Ribosomes makes protein which is transported within the ER’s flattened sac like sheets called cisternae.

Relating cell organelles to their functions 

Some organelles are present in large amount in specific cells for example muscle cells contain many mitochondria: this is due to the frequent amount of activity muscle cells carry out which requires them to constantly aerobically respiring which is carried out in the mitochondria. 

A epithelial cell which lines the wall of the wall of the small intestine will have many carrier proteins present which results in the need for  excessive rough ER this is so that the ribosomes can constantly translate the mRNA for making polypeptides to produce the proteins to carry out active transport, facilitates diffusion and co transport for the absorption of glucose. 

Diffusion 

It is important to understand that:

• All particles are constantly in motion due to kinetic energy that they possess
• Motion is random, no set pattern
• Particles are constantly bouncing of one another and off other objects
• Particles will distribute themselves equally as a result of diffusion
• Only non polar molecules can diffuse straight through the membrane surface such as oxygen

Simple Diffusion:
passive as energy comes rom an inbuilt motion of particles (natural)  

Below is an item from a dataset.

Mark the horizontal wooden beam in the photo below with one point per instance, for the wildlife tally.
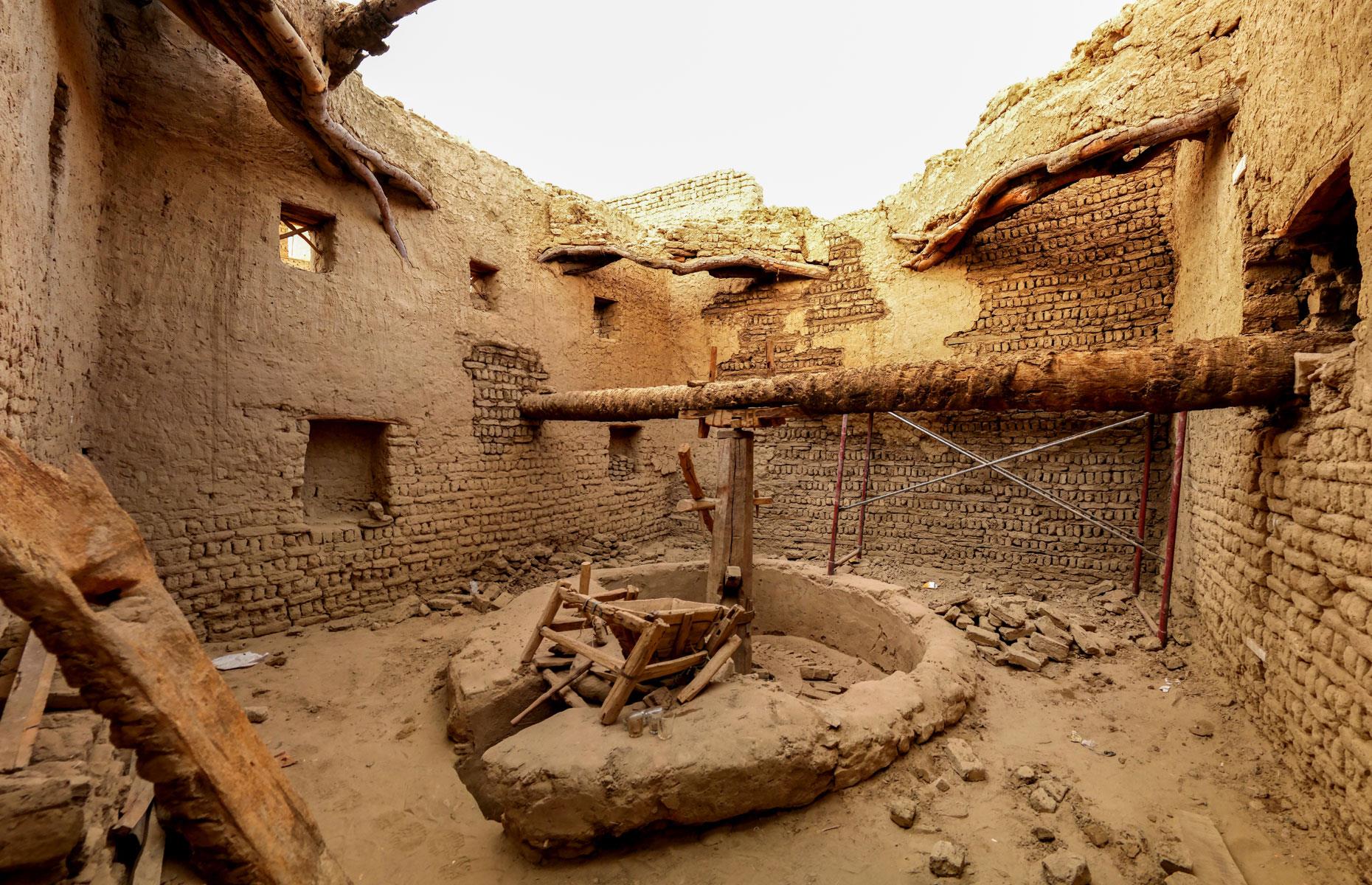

THE NET MOVEMENT OF PARTICLES/IONS FROM A REGION WHERE THEY ARE MORE HIGHLY CONCENTRATED TO ONE WHERE THEIR CONCENTRATION IS LOWER UNTIL EVENLY DISTRIBUTED

Facilitated Diffusion

The movement of molecules such as charged ions and polar molecules do not diffuse easier due to their hydrophobic nature of the fatty acids tails in the phospholipid membrane, so transmembrane channels and carriers span the membrane (facilitated diffusion).
This occurs when a molecule isn't lipid soluble, polar, charged or is too big

Similar to simple diffusion as:

• Passive process relies on inbuilt kinetic energy of diffusing  molecules
• Occurs down a conc gradient

But differs as:

• Only occurs at specific points on the membrane where protein channels and carrier proteins are present

Carrier proteins

When a molecule is specific (complementary) to the molecule present the bind. This causes the protein to change shape in a way that the molecule is released inside the cell membrane. 

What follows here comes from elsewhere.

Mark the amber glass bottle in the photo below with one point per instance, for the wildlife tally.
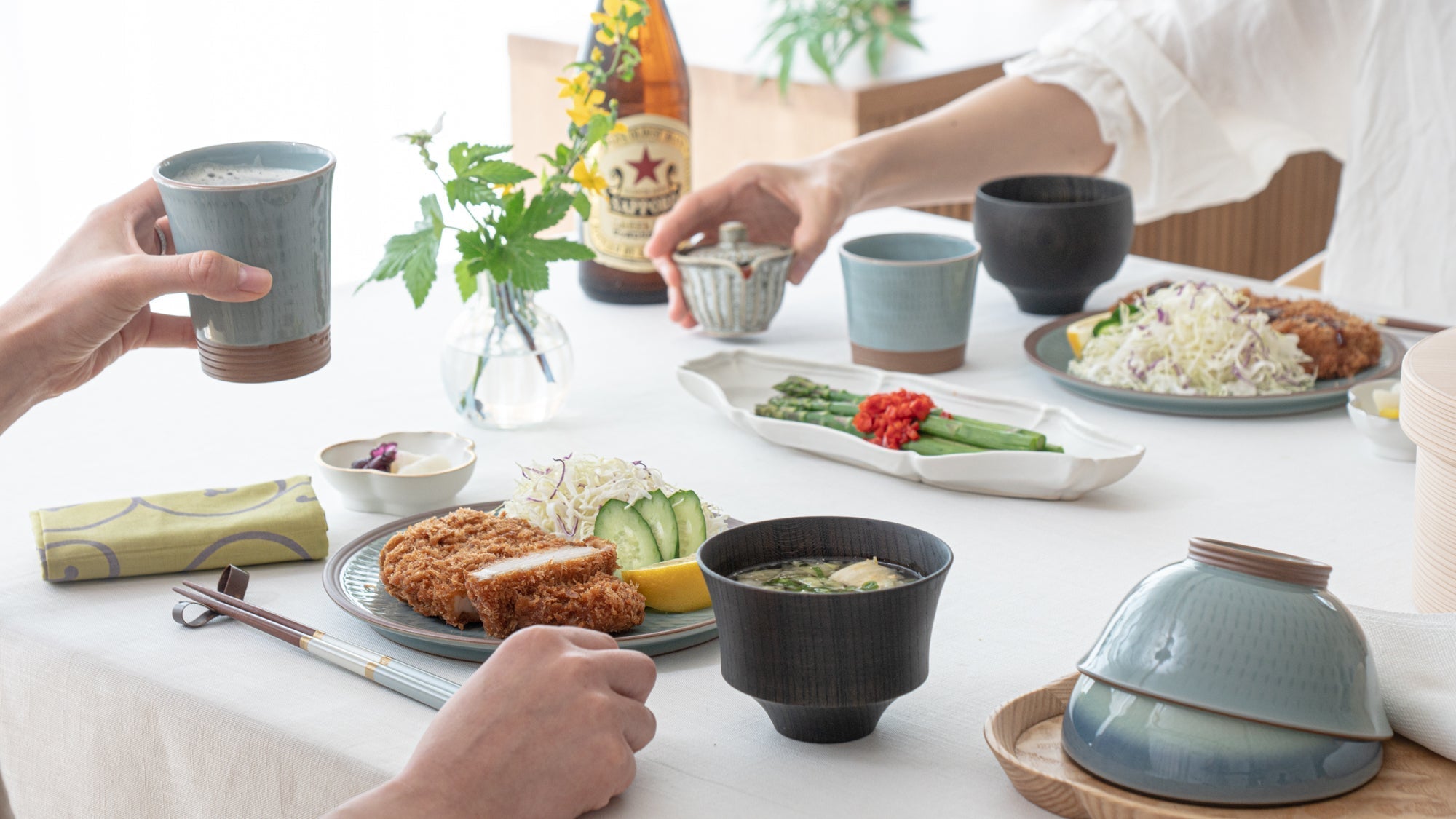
(647, 168)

This uses the kinetic energy of the particles itself

It occurs down a concentration gradient where the solute concentration inside the cell membrane must be lower than outside for it to diffuse in. 

Channel protein 

These form water filled hydrophobic channels across the cell membrane. These allow water soluble ions to pass through. Channels will only open to specific molecules and so if the specific ion isn't present it will remain closed. Ions binds to proteins causing it to change shape in a way that closes it on one side and opens up one another.